The review, as outlined above, is an overview of the actual process. The editor may, in some circumstances, vary this process at his or her discretion. Through its constructive and responsive editorial procedures, the journal aims to render research efforts relevant and rewarding for all concerned.

To promote the objective handling of papers under review, JFAR takes steps to prevent Associate Editors and reviewers from handling papers by authors with whom they have a conflict of interest. Because a variety of circumstances can result in a loss of objectivity with respect to a particular paper, judgment is necessary to identify conflicts of interest. However, a conflict of interest is presumed to exist when an Associate Editor or reviewer: (1) is an author of the paper; (2) has a personal relationship with an author that prevents the Associate Editor or reviewer from being objective; (3) chaired an author’s dissertation committee or an author chaired the dissertation committee of the Associate Editor or reviewer; (4) works at the same institution as an author, or worked at the same institution within the last five years; or (5) has co-authored a paper with an author. An Associate Editor also is presumed to have a conflict of interest with a paper when that Associate Editor had editorial decision rights on a previous version of the paper at another journal.
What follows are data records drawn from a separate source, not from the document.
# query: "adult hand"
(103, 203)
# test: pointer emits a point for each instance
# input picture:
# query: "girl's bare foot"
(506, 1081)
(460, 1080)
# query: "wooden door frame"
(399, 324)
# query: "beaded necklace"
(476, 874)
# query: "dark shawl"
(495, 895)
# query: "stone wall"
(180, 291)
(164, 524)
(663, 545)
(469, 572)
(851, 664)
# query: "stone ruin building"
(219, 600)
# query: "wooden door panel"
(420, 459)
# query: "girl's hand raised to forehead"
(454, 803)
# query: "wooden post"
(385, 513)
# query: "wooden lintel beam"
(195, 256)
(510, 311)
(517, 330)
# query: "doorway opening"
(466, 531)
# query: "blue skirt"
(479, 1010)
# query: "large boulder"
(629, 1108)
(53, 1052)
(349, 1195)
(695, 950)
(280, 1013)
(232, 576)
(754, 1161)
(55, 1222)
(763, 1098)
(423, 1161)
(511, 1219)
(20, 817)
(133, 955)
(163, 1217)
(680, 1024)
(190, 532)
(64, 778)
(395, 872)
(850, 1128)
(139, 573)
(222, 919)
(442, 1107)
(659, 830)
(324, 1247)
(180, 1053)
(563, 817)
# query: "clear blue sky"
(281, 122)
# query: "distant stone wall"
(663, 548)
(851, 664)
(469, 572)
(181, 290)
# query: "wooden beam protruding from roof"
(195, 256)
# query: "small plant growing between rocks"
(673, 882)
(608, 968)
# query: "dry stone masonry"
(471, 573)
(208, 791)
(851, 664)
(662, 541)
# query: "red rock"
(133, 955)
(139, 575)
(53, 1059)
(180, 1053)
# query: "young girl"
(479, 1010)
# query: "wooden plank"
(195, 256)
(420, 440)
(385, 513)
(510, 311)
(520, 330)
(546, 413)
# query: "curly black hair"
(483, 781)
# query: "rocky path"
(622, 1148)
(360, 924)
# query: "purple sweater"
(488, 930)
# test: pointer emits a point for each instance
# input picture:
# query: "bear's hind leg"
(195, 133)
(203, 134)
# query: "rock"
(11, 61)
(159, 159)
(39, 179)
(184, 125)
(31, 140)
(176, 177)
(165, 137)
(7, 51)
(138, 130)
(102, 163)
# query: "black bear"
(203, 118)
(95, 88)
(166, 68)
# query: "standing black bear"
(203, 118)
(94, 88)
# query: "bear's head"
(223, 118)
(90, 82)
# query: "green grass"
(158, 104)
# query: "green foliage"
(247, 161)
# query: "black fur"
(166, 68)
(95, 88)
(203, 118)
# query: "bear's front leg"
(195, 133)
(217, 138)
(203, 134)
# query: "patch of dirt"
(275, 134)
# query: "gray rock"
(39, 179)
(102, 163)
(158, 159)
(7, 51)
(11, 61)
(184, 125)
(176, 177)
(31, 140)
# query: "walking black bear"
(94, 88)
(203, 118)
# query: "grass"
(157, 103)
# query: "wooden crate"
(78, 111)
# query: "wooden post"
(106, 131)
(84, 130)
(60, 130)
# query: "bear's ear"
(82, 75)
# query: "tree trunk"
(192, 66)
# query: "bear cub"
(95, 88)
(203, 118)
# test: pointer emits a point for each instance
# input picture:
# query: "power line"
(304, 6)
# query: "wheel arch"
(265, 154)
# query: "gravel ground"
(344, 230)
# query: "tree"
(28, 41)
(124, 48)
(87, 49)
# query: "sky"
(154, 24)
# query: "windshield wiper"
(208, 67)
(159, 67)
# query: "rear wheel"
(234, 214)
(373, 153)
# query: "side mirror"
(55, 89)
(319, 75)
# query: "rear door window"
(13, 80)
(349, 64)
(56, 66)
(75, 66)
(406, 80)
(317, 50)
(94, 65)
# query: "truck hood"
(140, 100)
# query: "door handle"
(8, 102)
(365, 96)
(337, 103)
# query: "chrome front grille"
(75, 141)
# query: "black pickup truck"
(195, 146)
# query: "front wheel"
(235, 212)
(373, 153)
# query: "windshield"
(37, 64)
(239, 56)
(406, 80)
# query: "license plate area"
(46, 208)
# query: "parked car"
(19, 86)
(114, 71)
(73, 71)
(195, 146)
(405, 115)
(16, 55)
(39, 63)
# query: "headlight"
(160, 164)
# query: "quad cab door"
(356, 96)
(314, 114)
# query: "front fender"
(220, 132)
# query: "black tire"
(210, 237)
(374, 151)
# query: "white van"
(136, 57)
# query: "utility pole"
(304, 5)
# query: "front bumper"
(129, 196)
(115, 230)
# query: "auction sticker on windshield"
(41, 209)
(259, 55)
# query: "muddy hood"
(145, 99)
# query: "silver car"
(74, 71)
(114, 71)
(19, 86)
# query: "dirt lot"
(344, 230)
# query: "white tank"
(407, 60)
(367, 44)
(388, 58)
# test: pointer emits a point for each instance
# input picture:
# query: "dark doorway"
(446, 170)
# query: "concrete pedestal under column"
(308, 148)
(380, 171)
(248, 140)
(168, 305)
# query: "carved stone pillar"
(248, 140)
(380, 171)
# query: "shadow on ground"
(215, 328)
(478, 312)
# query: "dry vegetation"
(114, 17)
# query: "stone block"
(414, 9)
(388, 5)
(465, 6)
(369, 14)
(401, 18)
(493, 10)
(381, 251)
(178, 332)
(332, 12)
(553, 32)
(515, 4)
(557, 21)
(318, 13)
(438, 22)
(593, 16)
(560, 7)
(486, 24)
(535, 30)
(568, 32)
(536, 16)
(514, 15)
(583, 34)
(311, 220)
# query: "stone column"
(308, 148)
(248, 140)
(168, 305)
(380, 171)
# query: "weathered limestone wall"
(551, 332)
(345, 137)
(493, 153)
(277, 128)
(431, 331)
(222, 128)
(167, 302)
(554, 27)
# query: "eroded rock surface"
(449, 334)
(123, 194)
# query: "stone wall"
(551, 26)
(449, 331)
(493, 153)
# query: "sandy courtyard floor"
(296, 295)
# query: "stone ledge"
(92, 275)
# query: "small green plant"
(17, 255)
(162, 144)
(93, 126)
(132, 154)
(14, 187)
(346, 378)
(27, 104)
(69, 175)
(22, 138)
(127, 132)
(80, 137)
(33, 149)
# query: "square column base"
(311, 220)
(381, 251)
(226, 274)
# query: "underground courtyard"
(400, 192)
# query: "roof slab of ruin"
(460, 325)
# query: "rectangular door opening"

When an Associate Editor has a conflict of interest with a paper, the Editor will assign a non- conflicted Associate Editor to handle the paper unless the Editor is an author of the paper, in which case a non-conflicted Associate Editor will assign a non-conflicted Associate Editor to handle the paper. If necessary, an ad hoc Associate Editor will be assigned to handle the paper. The conflicted Associate Editor will have no access to JFAR information about the paper. Because of the double-blind review process, it is primarily the responsibility of the Editor and other Associate Editors to identify conflicts of interest. Should a reviewer suspect a conflict of interest, it is the reviewer’s responsibility to alert the Editor or another Associate Editor to the potential conflict. If a conflict arises during the review process, the Editor will oversee a change in Associate Editor or reviewers, as appropriate.

The Journal of Forensic Accounting Research also will publish teaching cases that make a clear and significant contribution to the teaching of forensic accounting, normally with respect to the “appropriate topics” listed above. JFAR will follow the same guidelines and requirements for teaching cases as Issues in Accounting Education and the AAA’s Manuscript Preparation Guidelines.

1

Boyer, E. L. 1990. Scholarship Reconsidered: Priorities of the Professoriate. Princeton, NJ: The Carnegie Foundation for the Advancement of Teaching.

2

Nigrini, M. J., and L. Mittermaier. 1997. The use of Benford’s Law as an aid in analytical procedures. Auditing: A Journal of Practice & Theory 16 (2): 52-67.